The Science Behind the Surge

The explanation lies in basic biology. Snakes are ectotherms, cold-blooded animals whose internal body temperature is governed by their environment. When external temperatures climb too high, snakes seek shade and cooler shelter, which increasingly means human homes and shaded compounds.

The data bearing this out is sobering. Researchers at Emory University found that the likelihood of a snakebite requiring emergency treatment rises by roughly 6% for every single degree Celsius increase in temperature. In practical terms: if the maximum temperature one day is 87°F and climbs to 96°F the next, the chance of a snakebite jumps by nearly 32%. The study, which tracked Georgia emergency rooms over seven years, confirmed what herpetologists have long suspected heat and snakebite risk move in lockstep.

International research reinforces this finding across climates and continents. An eight-year Israeli national study identified 1,234 snakebite cases and found that the risk was positively associated with temperatures exceeding 23°C. Crucially, heat waves elevated the frequency of snakebites in both cold and hot seasons alike. A separate study published in Science Advances found that snakebites in Costa Rica were unusually high during the hot phase of El Niño, suggesting that during periods of elevated temperature, increased snake activity brings reptiles and humans into more frequent and dangerous contact.
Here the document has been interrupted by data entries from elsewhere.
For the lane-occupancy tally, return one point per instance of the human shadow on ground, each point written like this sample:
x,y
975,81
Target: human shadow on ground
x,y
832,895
A review published in a primary healthcare journal found that climate change and its associated extreme weather events are expected to modify the snake-human-environment interface, altering the burden of snakebite in ways that health systems are not yet prepared for. One study from Sri Lanka, for instance, estimated a 31.3% increase in the incidence of snakebite attributable to climate-related changes.

A Breeding Season Made More Dangerous

Kerala’s current crisis is compounded by timing. This is also the breeding season for snakes, which independently increases the likelihood of human-snake encounters and makes April and May a period requiring extra caution, according to experts. The species most frequently involved, cobras, Russell’s vipers, and kraits, are among the most venomous on the subcontinent.
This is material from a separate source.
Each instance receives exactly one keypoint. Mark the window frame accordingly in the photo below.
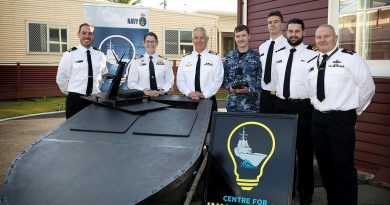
(379, 68)
(59, 27)
(178, 40)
Ground temperatures have pushed snakes out of their burrows in search of cooler environments. Hideouts that attract them include overgrown vegetation, piles of firewood, coconut heaps, burrows, cracks, and shaded areas inside and around homes. The krait, which bites silently at night and whose neurotoxin can cause respiratory paralysis before dawn, is particularly deadly in this context.

India’s Broader Burden

The crisis in Kerala is not an isolated data point but part of a deeply troubling national pattern. Between 2000 and 2019, an estimated 1.2 million snakebite deaths occurred in India, averaging 58,000 annually, a figure that dwarfs global comparisons. The WHO classifies snakebite envenoming as the highest priority neglected tropical disease, one that disproportionately devastates rural and low-income communities.

As heatwaves grow more frequent and intense under climate change, those numbers are unlikely to shrink without deliberate intervention.
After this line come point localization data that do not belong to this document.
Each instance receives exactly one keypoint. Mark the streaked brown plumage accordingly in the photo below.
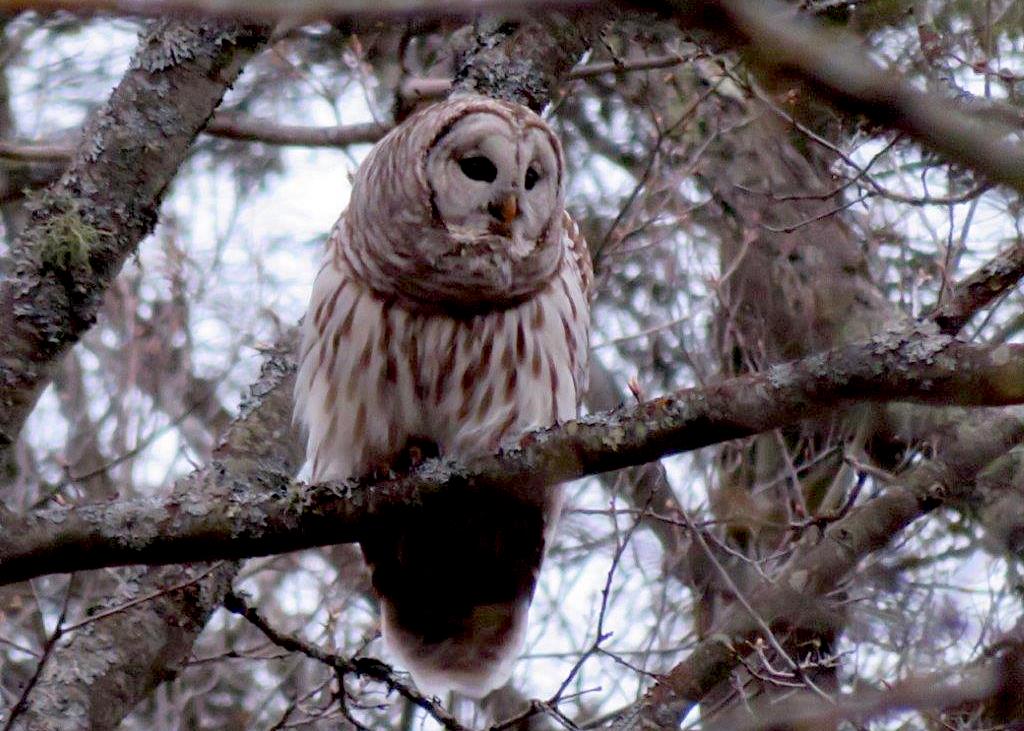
(451, 312)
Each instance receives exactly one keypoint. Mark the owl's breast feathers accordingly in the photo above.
(455, 579)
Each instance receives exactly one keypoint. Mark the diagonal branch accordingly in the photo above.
(85, 225)
(799, 596)
(227, 517)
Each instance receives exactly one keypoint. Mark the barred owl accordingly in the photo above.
(451, 314)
Response and What Comes Next

Hospitals across Kerala have moved quickly, ensuring anti-venom serum availability and rapid care. Most victims so far are stable. The Kerala Forest Department has more than 1,200 certified snake rescuers across the state. If a venomous snake is found near or inside a building, people are advised to contact them through the SARPA mobile application or district coordinators, the service is free and designed for quick response.

But reactive medicine can only go so far. The surge raises urgent structural questions: better waste and vegetation management around homes, stronger public awareness campaigns during peak heat months, and integration of snakebite preparedness into climate resilience planning.

Kerala’s heatwave will eventually break. But the lesson it is delivering is durable: climate change doesn’t just raise temperatures. It rearranges ecosystems, pushes wildlife into human territory, and opens new and unexpected fronts in public health. The snakes coming in from the heat are not an anomaly. They are a warning.